I snatched it from the man's hands, and read it hastily. "Dear Elsie," it ran, "I have just received a telegram that calls me up to town immediately. Do not wait dinner for me, and pray do not be angry. Your affectionate husband, Arthur Ravener."

Oh, this was cruel. I waved my hand to James to dismiss him, and then flung myself upon the sofa in an agony of weeping. For twenty minutes I gave my grief full play, and then, when anger came peeping in, I let it enter and take possession of my soul. I rang the bell. James, with suspicious promptness answered the call.

"James, did any telegram come here for your master this afternoon?"

"Not to my knowledge, madame."

"Are you sure?"


"Go ask the servants, and find out if anybody brought a telegram for Mr. Ravener to the house to-day."

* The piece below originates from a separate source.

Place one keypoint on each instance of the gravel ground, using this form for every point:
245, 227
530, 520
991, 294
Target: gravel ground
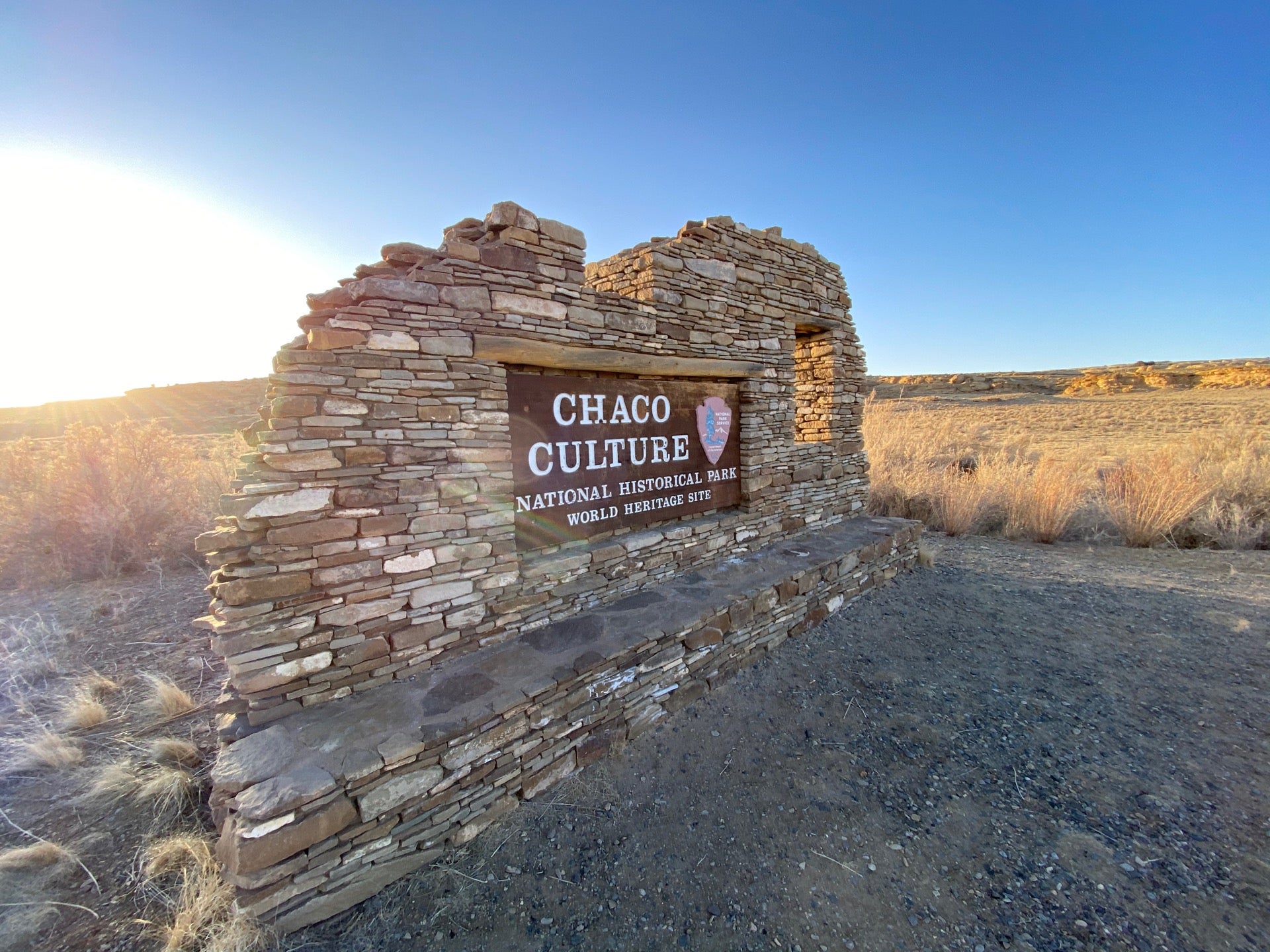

He soon returned. "No one has received any telegram. If one had come to the house," he added with the officiousness of his class, "I should have known it."

"You may go."

My blood was boiling. I would not be set aside. Perhaps Arthur Ravener thought I was a milk and-water maiden. He made a great mistake. "I gave him the option between peace and war," I said to myself, "and he has chosen war. So be it."

I tried to be lively, but it was a failure. I was changed. I was no longer a flippant girl, but a jealous woman. Does any one know what a jealous woman really is? I think not. Perhaps a volcano always on the eve of eruption is about the best simile I can suggest.